(349z) Spatiotemporal Coke Coupling Enhances Para-Xylene Selectivity in Highly Stable MCM-22 Catalysts

Para-xylene is one of the most important aromatic compounds used in the synthesis of various fine chemicals. Toluene alkylation with methanol (TAM) catalyzed by zeolites is an emerging and commercially attractive route to produce p-xylene; however, this process often suffers from low catalyst stability and requires the use of diluents (hydrogen and/or water), low space velocity, and high toluene-to-methanol ratios, which collectively results in low p-xylene yield. Here, we present a study where we have compared the performance of medium pore zeolites for TAM under high pressure conditions (4.2 MPa).

Our findings reveal that ZSM-23 and TNU-10 deactivate rapidly due to high diffusion limitations and a propensity to form coke within large pores (i.e. supercages, Figure 1a). Alternative structures, ZSM-5, IM-5 and TNU-9, show moderately higher catalyst stability, but experience significant coke build-up in channel intersections. Among the zeolites tested, MCM-22 shows exceptional catalyst lifetime with the highest p-xylene yield reported to date.
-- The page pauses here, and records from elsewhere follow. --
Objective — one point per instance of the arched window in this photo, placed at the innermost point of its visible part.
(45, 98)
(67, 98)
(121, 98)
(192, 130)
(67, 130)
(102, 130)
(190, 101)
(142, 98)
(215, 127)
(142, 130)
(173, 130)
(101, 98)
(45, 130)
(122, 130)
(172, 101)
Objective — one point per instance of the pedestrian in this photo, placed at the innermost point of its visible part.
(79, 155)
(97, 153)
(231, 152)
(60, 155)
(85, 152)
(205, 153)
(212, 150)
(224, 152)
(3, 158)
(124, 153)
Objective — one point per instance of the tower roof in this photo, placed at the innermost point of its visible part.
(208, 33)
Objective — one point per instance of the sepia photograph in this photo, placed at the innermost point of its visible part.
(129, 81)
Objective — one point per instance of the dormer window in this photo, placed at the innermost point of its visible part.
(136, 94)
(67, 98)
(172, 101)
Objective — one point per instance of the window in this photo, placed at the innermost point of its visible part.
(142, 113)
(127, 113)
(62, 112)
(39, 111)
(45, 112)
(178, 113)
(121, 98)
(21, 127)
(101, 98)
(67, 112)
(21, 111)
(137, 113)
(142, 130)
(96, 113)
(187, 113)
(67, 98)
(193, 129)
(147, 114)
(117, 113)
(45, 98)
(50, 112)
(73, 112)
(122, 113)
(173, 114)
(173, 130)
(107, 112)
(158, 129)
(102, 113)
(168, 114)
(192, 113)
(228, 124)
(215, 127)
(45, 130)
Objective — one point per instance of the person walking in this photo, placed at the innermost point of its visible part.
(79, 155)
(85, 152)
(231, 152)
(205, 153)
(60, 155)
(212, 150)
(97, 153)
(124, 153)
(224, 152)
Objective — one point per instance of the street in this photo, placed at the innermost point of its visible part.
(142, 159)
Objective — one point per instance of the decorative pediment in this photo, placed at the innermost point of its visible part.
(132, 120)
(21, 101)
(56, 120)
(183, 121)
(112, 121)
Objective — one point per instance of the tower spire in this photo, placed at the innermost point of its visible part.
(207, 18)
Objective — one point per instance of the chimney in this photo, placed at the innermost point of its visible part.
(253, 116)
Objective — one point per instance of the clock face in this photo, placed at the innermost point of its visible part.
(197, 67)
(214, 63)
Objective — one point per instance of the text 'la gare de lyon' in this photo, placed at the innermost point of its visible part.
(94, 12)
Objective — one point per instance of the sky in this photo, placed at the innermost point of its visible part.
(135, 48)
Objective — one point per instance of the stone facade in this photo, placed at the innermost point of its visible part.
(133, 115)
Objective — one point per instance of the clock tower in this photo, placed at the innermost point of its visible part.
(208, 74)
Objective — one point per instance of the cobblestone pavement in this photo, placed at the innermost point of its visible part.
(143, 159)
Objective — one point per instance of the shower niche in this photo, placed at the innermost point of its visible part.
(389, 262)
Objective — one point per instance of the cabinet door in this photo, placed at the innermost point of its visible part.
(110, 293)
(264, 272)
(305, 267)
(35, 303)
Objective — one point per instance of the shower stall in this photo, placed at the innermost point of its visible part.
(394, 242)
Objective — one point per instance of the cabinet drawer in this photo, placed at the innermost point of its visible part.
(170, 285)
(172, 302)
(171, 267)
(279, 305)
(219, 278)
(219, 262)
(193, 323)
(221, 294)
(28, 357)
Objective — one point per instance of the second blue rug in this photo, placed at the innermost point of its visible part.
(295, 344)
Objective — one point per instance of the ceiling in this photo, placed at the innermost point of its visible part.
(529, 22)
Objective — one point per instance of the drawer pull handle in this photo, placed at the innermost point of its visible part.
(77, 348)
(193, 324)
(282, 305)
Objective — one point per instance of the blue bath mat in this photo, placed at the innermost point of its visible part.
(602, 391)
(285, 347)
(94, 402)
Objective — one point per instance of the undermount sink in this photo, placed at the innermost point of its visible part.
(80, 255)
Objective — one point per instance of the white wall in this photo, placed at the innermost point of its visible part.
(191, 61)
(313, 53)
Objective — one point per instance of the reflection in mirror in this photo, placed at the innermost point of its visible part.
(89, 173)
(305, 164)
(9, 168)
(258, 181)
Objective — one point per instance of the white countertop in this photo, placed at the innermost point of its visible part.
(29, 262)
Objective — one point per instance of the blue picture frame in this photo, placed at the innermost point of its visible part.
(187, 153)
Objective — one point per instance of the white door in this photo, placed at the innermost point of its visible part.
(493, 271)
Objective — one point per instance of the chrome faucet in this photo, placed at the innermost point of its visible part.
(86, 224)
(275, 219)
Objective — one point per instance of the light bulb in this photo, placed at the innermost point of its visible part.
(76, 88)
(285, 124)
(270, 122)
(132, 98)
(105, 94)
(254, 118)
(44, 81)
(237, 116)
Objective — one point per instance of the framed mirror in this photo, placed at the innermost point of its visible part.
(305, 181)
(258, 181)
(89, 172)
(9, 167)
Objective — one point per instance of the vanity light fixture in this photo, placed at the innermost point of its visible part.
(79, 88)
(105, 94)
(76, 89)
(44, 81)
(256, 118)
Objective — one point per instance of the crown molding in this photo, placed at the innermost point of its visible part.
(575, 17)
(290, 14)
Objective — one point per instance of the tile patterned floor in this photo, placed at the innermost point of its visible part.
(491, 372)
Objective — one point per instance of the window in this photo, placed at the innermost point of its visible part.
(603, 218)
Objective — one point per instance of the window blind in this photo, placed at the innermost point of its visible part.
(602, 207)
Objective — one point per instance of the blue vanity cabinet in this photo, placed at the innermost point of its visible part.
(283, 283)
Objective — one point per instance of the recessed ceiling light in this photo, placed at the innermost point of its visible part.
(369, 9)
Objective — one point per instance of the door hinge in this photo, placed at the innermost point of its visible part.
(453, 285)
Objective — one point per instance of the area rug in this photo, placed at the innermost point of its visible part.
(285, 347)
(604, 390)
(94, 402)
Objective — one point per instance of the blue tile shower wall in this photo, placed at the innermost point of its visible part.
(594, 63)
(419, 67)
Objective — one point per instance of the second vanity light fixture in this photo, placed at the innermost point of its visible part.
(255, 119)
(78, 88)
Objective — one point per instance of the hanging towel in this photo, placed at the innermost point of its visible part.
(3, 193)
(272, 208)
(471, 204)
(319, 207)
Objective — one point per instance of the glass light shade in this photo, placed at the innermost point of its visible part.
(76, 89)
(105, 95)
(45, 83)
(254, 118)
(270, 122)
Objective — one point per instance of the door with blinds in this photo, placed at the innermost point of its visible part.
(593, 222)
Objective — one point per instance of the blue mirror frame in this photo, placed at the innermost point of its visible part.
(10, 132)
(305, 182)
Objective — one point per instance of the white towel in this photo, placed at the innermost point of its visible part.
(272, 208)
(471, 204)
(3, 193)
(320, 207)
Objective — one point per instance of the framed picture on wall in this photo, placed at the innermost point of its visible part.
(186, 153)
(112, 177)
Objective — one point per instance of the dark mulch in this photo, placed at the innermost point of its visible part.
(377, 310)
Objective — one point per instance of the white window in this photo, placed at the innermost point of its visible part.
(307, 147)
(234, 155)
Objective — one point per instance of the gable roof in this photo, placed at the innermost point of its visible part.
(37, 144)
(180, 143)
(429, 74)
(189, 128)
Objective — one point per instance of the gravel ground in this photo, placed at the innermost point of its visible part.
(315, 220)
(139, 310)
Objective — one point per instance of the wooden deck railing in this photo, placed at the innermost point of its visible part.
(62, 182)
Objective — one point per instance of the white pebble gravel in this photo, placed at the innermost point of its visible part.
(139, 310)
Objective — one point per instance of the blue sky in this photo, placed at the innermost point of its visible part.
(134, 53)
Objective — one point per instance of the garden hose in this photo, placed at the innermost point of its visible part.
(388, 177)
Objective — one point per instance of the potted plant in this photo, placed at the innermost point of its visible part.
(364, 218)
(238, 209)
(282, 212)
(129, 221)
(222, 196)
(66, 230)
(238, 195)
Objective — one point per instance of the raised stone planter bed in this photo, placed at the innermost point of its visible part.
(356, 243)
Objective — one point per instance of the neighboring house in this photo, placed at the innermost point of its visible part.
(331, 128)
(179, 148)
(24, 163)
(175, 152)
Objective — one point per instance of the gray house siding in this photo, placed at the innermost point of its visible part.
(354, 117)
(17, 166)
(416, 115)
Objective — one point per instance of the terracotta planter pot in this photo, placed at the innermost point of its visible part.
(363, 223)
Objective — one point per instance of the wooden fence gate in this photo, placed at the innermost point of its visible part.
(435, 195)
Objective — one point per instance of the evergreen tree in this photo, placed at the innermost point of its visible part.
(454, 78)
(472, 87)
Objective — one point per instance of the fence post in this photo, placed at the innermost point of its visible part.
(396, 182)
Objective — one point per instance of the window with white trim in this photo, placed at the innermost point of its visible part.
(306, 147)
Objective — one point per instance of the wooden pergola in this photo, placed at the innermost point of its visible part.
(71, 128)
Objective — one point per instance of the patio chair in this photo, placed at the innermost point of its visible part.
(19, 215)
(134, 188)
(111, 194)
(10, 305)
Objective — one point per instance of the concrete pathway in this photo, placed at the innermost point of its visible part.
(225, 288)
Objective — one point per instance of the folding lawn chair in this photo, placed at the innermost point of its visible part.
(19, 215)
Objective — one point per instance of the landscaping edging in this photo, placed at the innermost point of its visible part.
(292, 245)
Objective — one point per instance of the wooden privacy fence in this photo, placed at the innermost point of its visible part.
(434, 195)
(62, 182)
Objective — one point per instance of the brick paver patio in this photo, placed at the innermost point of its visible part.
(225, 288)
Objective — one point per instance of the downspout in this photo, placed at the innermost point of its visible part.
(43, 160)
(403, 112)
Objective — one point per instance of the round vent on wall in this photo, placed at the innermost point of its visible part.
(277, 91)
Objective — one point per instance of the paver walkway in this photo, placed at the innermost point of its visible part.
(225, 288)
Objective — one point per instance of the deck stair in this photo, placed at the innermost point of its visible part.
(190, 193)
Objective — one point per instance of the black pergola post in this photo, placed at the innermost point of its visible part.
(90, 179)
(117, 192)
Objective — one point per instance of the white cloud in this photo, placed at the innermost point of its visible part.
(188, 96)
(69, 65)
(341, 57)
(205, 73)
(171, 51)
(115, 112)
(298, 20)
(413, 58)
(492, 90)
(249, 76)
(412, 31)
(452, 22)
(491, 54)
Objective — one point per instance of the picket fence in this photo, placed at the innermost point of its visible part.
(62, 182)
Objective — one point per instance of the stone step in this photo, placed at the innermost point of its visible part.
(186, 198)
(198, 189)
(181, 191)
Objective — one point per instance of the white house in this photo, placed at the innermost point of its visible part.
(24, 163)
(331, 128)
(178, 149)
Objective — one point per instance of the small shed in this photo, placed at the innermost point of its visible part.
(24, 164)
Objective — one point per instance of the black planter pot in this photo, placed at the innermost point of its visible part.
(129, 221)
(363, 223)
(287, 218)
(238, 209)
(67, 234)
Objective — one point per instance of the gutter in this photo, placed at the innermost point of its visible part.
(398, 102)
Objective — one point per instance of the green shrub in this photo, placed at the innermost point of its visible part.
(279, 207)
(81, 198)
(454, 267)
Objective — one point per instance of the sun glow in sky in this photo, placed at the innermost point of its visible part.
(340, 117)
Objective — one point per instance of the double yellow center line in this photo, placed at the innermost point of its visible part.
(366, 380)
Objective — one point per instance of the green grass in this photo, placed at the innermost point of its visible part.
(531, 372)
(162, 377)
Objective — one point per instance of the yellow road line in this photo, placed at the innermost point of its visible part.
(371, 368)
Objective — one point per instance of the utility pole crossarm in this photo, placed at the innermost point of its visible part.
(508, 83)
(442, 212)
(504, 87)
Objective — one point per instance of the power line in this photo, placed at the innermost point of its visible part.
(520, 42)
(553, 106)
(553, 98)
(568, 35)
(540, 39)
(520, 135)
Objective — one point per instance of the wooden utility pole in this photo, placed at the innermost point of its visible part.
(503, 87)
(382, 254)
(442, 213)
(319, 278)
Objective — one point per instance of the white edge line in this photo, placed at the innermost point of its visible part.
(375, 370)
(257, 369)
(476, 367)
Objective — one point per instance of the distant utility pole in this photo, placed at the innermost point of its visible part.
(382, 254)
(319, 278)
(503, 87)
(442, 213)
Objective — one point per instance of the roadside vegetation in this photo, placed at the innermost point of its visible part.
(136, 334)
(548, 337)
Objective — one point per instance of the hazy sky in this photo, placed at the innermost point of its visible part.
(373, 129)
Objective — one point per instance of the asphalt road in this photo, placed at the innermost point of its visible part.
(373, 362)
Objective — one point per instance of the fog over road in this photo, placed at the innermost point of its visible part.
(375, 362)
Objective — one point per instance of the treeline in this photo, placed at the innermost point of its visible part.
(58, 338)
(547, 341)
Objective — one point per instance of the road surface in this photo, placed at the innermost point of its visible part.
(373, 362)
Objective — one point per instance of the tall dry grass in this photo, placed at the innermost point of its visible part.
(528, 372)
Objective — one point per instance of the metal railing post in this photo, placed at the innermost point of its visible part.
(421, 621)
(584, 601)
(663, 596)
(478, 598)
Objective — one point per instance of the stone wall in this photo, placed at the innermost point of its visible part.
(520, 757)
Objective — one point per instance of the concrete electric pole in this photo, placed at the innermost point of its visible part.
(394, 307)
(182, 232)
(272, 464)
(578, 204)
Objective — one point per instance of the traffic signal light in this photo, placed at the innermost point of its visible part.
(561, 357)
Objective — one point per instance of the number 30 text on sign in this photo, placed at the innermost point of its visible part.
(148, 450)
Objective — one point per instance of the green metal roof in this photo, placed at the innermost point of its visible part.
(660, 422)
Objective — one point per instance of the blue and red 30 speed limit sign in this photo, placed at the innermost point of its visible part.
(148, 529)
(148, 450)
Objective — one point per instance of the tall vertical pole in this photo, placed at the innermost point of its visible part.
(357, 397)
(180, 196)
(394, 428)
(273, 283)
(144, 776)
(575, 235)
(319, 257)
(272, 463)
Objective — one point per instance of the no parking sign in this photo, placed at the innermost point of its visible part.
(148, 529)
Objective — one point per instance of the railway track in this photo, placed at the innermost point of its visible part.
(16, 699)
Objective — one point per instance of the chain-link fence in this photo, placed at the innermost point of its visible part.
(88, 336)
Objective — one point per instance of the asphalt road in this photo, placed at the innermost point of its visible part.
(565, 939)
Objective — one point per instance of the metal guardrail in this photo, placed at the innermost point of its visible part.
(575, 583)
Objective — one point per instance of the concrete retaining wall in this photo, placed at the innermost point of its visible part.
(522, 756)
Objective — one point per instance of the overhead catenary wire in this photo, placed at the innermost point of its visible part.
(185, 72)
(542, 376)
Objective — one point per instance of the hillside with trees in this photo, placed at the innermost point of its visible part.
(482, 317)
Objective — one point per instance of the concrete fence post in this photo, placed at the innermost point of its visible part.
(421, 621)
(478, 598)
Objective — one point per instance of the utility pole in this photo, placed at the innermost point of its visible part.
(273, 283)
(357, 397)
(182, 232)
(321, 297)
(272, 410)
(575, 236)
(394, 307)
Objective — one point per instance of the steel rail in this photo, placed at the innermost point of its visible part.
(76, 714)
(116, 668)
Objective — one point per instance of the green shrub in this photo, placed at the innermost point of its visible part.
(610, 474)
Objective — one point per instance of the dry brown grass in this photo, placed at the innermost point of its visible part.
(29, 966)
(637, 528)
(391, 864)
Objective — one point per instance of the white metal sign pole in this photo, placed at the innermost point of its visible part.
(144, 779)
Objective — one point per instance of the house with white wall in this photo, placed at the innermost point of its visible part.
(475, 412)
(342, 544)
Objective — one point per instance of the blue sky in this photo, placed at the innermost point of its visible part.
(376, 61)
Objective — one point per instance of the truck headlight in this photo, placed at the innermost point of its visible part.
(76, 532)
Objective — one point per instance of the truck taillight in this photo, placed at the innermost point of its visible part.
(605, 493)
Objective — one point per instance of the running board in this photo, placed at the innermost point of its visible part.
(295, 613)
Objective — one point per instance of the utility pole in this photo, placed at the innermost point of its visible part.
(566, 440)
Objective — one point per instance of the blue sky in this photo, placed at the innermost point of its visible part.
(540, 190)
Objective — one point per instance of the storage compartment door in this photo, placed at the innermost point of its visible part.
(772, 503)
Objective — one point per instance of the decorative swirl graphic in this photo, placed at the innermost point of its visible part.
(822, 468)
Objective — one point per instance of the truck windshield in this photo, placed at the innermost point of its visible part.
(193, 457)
In this presentation, we will discuss the role of topological features on TAM reactions in these zeolites, based on a combination of catalyst testing, density functional theory (DFT) calculations, and molecular dynamic simulations. Our findings reveal that active sites in external surface pockets of MCM-22 are unselective and their deactivation is necessary to achieve high p-xylene selectivity. We also show that the nature of coke species in supercages greatly influences catalyst performance through a unique pathway that is referred to as spatiotemporal coke coupling (Figure 1b). Overall, this study identifies effective zeolite catalysts for p-xylene production as well as the new insights into the role of coking.